“And now as I turn these volumes over,
And see what lies between cover and cover,
What treasures of art these pages hold,
All ablaze with crimson and gold....
Yes, I might almost say to the Lord,
Here is a copy of Thy Word
Written out with much toil and pain;
Take it, O Lord, and let it be
As something I have done for Thee!
How sweet the air is! how fair the scene!
I wish I had as lovely a green
To paint my landscapes and my leaves!
How the swallows twitter under the eaves!
There, now, there is one in her nest;
I can just catch a glimpse of her head and breast,
And will sketch her thus, in her quiet nook,
For the margin of my Gospel-book.”
Longfellow, “The Golden Legend” (“The Scriptorium”), p. 176.
“Upon Thy right hand did stand the queen in a vesture of gold, wrought about with divers colours.... The king’s daughter is all glorious within: her clothing is of wrought gold. She shall be brought unto the king in raiment of needlework.”—Psalm xlv. 10, 14, 15.
If the Bride is the type of the Church, how truly has she been, for eighteen centuries, throughout Christendom, adorned with gold, and arrayed in raiment of needlework.

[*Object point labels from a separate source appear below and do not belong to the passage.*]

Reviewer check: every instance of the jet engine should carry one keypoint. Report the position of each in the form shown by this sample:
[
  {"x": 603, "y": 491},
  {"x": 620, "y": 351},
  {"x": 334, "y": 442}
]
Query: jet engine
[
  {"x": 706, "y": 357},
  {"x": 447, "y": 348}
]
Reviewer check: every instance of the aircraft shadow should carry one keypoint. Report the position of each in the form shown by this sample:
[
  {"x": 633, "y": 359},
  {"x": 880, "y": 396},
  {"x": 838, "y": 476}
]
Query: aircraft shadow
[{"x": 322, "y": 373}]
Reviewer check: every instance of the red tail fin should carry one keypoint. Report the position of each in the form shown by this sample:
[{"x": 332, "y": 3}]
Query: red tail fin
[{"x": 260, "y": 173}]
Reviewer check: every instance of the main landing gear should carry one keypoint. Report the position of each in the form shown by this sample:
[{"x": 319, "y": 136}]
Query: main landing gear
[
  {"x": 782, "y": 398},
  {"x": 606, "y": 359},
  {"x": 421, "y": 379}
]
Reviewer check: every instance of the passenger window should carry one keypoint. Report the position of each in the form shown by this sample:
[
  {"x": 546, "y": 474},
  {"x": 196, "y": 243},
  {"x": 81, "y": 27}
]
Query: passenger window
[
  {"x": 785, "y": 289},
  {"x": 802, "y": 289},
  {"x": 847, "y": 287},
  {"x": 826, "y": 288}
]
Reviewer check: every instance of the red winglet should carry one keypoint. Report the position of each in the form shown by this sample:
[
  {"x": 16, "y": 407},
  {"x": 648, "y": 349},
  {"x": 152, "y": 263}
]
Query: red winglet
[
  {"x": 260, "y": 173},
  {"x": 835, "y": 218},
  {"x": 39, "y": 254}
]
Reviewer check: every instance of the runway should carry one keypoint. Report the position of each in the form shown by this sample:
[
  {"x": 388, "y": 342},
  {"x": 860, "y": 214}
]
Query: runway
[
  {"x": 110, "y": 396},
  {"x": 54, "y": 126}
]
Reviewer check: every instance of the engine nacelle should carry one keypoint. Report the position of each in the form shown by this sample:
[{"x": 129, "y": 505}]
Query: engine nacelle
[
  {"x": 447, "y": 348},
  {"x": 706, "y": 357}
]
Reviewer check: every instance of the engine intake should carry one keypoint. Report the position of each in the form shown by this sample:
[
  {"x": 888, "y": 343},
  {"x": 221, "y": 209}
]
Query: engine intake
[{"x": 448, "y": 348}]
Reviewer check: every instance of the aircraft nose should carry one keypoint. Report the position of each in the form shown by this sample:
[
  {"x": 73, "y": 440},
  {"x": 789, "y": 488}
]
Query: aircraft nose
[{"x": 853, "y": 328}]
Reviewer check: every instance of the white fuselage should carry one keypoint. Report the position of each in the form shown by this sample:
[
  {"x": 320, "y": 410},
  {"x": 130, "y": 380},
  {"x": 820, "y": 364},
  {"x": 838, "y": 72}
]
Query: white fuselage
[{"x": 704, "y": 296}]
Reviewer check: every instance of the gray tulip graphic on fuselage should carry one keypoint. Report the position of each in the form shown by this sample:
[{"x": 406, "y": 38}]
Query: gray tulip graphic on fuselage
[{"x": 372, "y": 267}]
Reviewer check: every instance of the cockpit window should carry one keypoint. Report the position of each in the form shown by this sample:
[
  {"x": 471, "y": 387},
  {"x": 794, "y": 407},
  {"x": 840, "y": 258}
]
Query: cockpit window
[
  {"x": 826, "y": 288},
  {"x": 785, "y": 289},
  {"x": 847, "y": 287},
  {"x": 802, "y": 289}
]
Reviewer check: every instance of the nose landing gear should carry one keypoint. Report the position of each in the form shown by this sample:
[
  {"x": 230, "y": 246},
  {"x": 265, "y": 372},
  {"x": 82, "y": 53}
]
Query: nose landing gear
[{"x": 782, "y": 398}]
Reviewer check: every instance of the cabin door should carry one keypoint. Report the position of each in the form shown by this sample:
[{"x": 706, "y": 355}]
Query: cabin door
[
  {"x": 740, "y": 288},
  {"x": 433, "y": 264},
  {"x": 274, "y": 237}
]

By ecclesiastical embroideries, we mean, of course, Christian work for Christian churches. The first pictured decorations of our era, in early frescoes, mosaics, and illuminated MSS., and the first specimens that have come down to us of needlework and textiles, testify by their naïveté to their date.[479]
The prosperity of the Church’s hierarchy was founded on the ruins of the Empire, over which Attila had boasted that where his horse trod no grass grew; and truly the cultivated art of those splendid days had lapsed at once to a poverty of design and barrenness of ideas which would soon have dwindled into mere primitive forms, had not a fresh Oriental impulse arrived from Syria, Egypt, and Byzantium,—and then the arts were born anew.[480] The continuity was broken; yet, being devoted to the service of the Church, the new arts were by it moulded and fostered. Little lamps twinkled here and there in monastic houses. Hangings for the churches, coverings for the altars, robes for the priests, occupied the artist and the embroiderer.
The forms, the colours, the uses, were adapting themselves to become the symbols of orthodoxies and heresies, and thus became a part of the history of the Church. The links are many between them and the history of the State; and here ecclesiastical embroideries come in as landmarks.
Royal and princely garments, which had served for state occasions, were constantly dedicated as votive offerings, and converted into vestments for the officiating priest, and so were recorded and preserved.[481]
Royal and noble ladies employed their leisure hours in work for the adornment of the Minster or the home church or chapel. Gifts of the best were exchanged between convents, or forwarded to the holy father at Rome, and were often enriched with jewels. The images of the Virgin and saints received from wealthy penitents many costly garments,[482] besides money and lands.
This dedicatory needlework has preserved to us the records of classical, Byzantine, and Arab-Gothic design, which otherwise must have been lost.